A brain tumor can interfere with the electrical signals in your brain, leading to seizures. It’s important to note that fewer than 1 in 10 seizures occur because of a brain tumor. However, at least 50% of brain tumor patients have a seizure, and for many, a seizure is the first sign of a problem.
Worsening headache symptoms
Nearly half of brain tumor patients report new or changing headache patterns, making it one of the most common signs of a brain tumor. These headache symptoms often include:
- Persistent pain that feels different from a migraine or tension headache
- More pain upon waking
- New neurological symptoms, such as blurred, double, or loss of vision
- Pain that worsens with activities, such as coughing, moving, or exercising
These types of headaches usually don’t respond to over-the-counter medications and also don’t have obvious causes, such as food triggers, vigorous exercise, or a concussion.
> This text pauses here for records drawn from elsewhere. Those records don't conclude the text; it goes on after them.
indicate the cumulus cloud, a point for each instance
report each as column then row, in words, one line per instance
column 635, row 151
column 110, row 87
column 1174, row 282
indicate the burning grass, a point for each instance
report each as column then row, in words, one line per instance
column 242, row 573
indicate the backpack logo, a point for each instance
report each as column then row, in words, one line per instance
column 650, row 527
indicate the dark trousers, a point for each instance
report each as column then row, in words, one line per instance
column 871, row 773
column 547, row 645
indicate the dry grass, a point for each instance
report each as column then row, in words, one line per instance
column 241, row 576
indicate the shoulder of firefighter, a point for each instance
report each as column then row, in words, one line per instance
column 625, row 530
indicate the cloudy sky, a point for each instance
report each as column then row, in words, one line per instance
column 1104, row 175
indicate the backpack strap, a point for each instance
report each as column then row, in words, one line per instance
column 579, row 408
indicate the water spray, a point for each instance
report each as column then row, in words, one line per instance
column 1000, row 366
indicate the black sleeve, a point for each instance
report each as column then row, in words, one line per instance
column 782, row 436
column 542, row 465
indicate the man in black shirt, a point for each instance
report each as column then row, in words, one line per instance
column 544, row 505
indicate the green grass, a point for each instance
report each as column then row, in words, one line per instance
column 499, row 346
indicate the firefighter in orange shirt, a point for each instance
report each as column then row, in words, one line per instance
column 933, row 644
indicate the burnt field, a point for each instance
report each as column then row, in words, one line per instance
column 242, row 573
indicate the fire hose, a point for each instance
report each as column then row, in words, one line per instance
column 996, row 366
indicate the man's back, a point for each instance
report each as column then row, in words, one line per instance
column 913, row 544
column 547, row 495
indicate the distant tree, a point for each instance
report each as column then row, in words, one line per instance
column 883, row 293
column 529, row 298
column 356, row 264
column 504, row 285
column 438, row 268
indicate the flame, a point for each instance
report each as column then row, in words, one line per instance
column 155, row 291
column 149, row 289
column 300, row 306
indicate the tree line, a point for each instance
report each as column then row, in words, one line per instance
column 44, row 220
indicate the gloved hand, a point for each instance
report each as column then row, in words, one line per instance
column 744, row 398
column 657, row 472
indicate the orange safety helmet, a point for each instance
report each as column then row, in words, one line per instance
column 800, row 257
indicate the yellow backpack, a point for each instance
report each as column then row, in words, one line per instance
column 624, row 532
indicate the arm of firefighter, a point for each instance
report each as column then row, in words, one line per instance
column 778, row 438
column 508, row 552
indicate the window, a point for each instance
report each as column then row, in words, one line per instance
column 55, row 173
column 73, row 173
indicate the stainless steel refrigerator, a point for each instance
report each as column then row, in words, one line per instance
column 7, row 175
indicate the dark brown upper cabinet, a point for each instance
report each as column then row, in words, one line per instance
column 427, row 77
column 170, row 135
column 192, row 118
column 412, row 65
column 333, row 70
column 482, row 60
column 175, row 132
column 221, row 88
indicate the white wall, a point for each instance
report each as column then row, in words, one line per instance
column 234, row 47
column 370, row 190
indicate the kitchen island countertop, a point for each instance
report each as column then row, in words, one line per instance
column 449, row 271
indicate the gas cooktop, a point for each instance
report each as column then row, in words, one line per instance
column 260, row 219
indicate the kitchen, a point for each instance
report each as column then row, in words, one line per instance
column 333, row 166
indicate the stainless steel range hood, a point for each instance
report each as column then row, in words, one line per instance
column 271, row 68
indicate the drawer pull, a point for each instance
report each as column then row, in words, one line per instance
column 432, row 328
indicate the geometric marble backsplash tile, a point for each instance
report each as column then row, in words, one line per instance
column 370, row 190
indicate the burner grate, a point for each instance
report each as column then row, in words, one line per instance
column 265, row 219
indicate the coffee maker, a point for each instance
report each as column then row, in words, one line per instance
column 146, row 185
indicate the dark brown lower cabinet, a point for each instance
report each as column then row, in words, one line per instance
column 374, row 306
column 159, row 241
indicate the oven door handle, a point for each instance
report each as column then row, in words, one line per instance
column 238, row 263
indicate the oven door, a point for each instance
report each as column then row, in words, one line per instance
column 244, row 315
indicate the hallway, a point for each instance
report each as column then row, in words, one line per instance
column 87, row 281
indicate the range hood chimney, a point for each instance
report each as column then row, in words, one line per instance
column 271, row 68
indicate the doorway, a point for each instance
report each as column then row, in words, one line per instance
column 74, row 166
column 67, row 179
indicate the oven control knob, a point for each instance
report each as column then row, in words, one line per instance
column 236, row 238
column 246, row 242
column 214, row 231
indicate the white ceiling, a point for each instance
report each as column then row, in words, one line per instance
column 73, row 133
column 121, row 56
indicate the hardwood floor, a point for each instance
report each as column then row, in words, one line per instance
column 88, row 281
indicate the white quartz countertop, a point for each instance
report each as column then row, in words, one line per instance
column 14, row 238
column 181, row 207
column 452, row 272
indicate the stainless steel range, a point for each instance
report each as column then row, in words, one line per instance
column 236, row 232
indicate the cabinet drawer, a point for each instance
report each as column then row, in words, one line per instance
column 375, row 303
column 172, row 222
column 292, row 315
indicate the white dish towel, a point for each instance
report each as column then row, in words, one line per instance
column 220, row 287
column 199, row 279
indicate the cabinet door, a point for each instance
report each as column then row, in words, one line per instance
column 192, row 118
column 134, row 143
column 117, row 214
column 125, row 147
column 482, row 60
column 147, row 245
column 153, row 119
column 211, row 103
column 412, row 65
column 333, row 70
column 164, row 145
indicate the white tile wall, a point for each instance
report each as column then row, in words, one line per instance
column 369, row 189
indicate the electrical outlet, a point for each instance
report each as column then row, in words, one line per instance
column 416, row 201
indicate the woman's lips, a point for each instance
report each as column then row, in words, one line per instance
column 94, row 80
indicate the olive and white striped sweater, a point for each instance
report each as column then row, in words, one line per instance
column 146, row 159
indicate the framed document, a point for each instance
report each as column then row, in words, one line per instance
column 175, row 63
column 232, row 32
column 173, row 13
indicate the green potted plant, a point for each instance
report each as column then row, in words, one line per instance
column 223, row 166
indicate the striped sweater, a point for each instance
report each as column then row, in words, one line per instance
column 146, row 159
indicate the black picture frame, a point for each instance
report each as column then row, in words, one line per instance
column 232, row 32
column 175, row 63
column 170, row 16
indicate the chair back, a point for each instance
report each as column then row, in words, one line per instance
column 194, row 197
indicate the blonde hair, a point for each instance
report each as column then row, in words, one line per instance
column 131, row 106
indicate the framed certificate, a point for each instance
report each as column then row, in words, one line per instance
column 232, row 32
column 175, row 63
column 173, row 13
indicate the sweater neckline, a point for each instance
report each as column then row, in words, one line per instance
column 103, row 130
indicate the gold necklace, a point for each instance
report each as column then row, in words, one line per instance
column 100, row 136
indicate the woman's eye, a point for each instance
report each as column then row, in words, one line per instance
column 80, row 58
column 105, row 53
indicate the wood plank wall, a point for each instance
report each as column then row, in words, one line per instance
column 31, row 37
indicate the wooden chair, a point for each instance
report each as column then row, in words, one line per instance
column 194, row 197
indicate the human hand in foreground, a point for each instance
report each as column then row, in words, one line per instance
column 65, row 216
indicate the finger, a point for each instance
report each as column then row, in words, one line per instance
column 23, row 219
Like seizures, most headaches aren’t caused by brain tumors, so having persistent headaches doesn’t guarantee you have a tumor.
Behavior changes or memory loss
When you have a brain tumor, it can interfere with healthy brain function, leading to personality changes and mood swings. These differences can include:
- Being easily irritated even though you used to be easy going
- Growing passive when you used to be a self-starter
- Becoming argumentative for no reason
Brain tumors at any stage can also trigger cognitive problems, making it difficult to concentrate or perform the simplest tasks. It’s also common to experience short-term memory issues and have trouble multitasking or planning things.
Fatigue, weakness, or numbness
Everyone feels tired from time to time. But, if you feel absolutely exhausted most or all of the time or find yourself falling asleep in the middle of the day, it could be a sign of a more serious problem.
Similarly, brain tumors can also cause feelings of weakness throughout your body as well as tingling or numbness in your hands and feet. In many cases, these symptoms occur on one side of the body, which can give Dr. Watson clues about its location.
Remember, you can experience any of these symptoms for a variety of reasons, so you should never assume you have a brain tumor. If you do have a brain tumor, Dr. Watson and his team can develop a personalized treatment strategy based on its type, size, and location.